A wide-band, circularly polarized, magnetodielectric resonator antenna

Previously insurmountable challenges posed by stringent requirements of simultaneous compact size, high bandwidth, high to moderate efficiency, and circular polarization operation at UHF have been surpassed by a unique design employing layered magnetodielectric materials. To achieve percentage bandwidth values in excess of 50% for an antenna with a maximum dimension of 0.15λ three approaches for bandwidth enhancement are combined in a proper fashion. A volumetric source, as opposed to printed planar or wire sources, inherently provides higher bandwidth and is used as the fundamental radiating element of the antenna. The radiating structure is made up of layered magnetodielectric material with proper design of permittivity and permeability values forming a magnetodielectric resonator antenna (MDRA).

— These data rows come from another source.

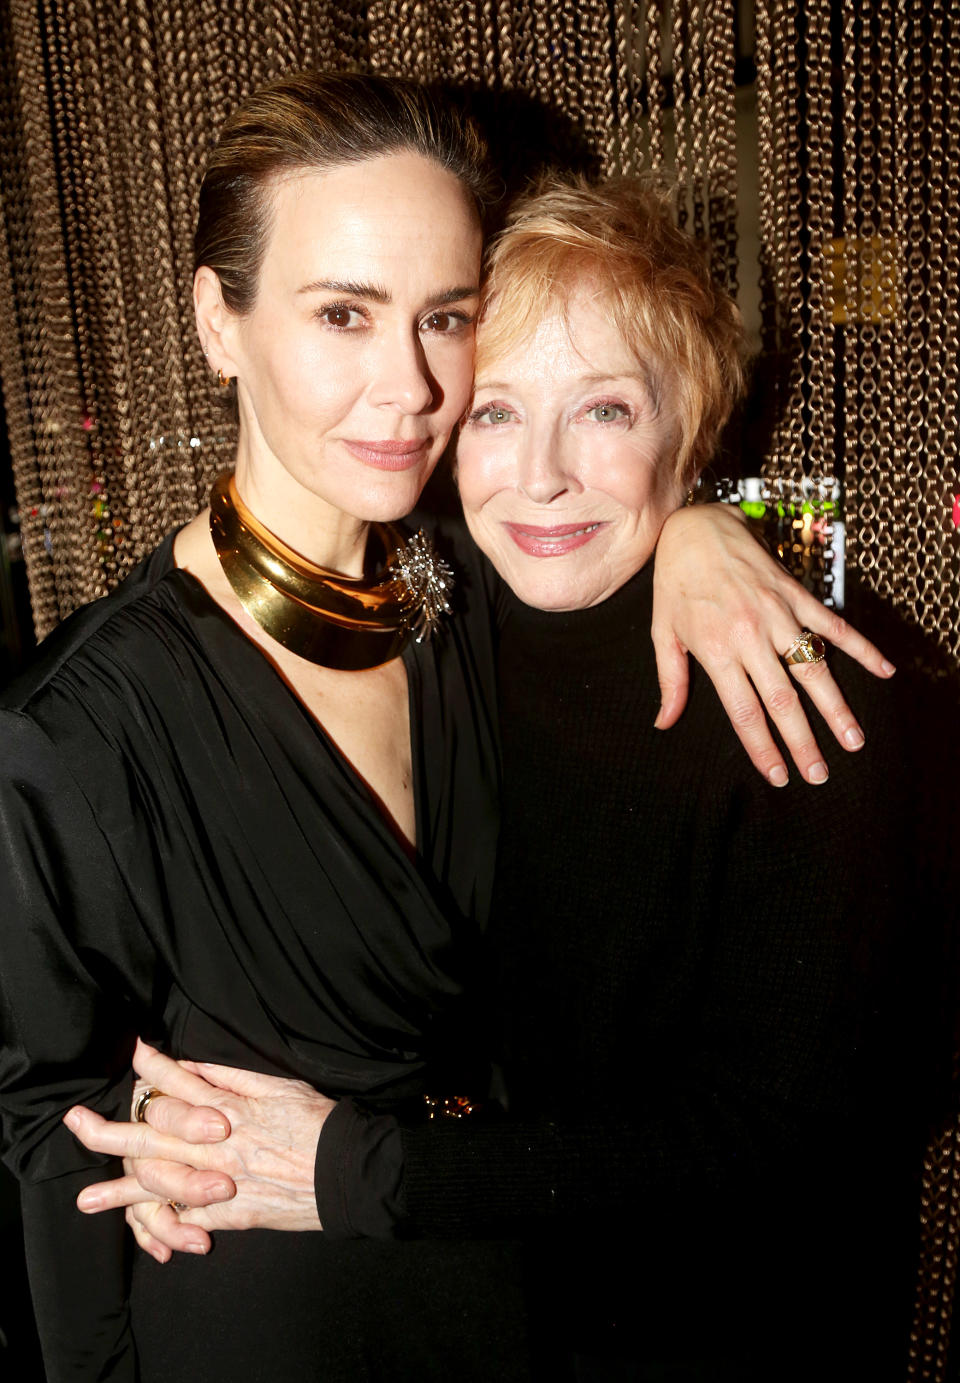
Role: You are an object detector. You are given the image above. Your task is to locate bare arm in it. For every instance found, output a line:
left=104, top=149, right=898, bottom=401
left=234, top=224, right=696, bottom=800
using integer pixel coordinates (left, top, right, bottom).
left=651, top=504, right=894, bottom=785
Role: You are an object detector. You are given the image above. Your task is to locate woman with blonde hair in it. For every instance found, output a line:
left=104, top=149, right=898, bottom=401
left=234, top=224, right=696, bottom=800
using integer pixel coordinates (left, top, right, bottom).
left=67, top=172, right=922, bottom=1381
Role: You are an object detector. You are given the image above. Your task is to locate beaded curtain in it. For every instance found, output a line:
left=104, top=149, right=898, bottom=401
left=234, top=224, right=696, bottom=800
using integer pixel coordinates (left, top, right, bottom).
left=1, top=3, right=958, bottom=654
left=0, top=1, right=958, bottom=1376
left=0, top=0, right=742, bottom=639
left=755, top=0, right=960, bottom=675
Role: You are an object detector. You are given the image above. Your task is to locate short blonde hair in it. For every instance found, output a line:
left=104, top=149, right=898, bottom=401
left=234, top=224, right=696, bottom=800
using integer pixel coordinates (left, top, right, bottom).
left=476, top=174, right=746, bottom=481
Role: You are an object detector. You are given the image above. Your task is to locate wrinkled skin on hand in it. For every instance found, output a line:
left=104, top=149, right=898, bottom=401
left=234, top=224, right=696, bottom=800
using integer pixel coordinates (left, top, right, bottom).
left=65, top=1040, right=334, bottom=1261
left=651, top=504, right=893, bottom=786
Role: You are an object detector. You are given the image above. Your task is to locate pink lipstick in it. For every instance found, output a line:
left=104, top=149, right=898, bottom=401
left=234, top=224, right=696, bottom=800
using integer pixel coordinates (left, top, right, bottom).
left=504, top=521, right=606, bottom=557
left=343, top=439, right=429, bottom=471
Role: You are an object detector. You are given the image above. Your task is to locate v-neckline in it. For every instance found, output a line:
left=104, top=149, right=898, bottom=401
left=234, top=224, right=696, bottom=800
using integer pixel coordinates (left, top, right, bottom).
left=163, top=562, right=427, bottom=865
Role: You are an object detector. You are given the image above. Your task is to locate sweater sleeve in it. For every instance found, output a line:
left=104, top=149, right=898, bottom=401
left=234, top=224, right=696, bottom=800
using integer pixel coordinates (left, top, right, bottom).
left=0, top=711, right=155, bottom=1381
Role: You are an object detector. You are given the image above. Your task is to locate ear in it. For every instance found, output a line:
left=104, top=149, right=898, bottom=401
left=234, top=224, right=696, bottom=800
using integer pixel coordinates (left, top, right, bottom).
left=194, top=267, right=242, bottom=380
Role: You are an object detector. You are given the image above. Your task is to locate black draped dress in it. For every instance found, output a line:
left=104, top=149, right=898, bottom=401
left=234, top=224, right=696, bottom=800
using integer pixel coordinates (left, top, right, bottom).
left=0, top=524, right=530, bottom=1382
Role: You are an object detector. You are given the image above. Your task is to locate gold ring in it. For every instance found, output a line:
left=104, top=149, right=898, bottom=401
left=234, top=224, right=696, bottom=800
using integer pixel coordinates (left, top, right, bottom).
left=781, top=630, right=827, bottom=666
left=133, top=1087, right=165, bottom=1123
left=168, top=1201, right=189, bottom=1213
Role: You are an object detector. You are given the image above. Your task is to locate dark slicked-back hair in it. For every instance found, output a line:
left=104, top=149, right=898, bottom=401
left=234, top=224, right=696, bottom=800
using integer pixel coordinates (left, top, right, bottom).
left=195, top=70, right=494, bottom=314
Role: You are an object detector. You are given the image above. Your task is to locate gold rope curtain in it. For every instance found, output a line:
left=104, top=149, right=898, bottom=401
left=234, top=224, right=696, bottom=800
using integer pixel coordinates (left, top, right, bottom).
left=0, top=0, right=741, bottom=639
left=0, top=2, right=958, bottom=1377
left=1, top=4, right=958, bottom=648
left=756, top=0, right=960, bottom=672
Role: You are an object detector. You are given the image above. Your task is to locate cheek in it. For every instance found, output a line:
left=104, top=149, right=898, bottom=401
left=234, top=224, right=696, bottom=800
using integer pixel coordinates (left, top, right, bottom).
left=585, top=437, right=677, bottom=514
left=432, top=344, right=477, bottom=422
left=454, top=433, right=509, bottom=519
left=452, top=450, right=484, bottom=524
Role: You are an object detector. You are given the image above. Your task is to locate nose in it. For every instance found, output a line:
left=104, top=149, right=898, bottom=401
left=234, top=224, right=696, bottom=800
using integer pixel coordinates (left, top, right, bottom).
left=368, top=326, right=436, bottom=414
left=515, top=427, right=578, bottom=504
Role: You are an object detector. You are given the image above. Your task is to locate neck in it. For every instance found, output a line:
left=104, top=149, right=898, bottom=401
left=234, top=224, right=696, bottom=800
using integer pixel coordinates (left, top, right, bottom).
left=233, top=452, right=369, bottom=577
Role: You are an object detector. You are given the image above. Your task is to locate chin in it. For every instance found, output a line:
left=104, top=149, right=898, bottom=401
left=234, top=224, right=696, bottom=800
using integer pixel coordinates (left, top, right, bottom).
left=345, top=473, right=434, bottom=526
left=493, top=563, right=601, bottom=613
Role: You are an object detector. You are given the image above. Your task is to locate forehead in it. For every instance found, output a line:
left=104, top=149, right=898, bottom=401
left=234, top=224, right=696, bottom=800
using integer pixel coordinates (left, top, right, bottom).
left=476, top=287, right=649, bottom=387
left=259, top=153, right=482, bottom=284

Noting that miniaturization and wave impedance in the MDRA are, respectively, proportional to the square-root of the product and ratio of the permeability and permittivity, moderate values of permittivity and permeability are used to enhance the bandwidth while achieving considerable miniaturization. The third method for bandwidth enhancement is based on the integration of a resonant feed and many parasitic elements into the MDRA structure. Square symmetry of the MDRA is used to obtain circular polarization operation. A prototype small UHF antenna operating over 240-420 MHz with a linear dimension smaller than 0.15λ at the lowest frequency is fabricated and tested; the results are summarized in this paper.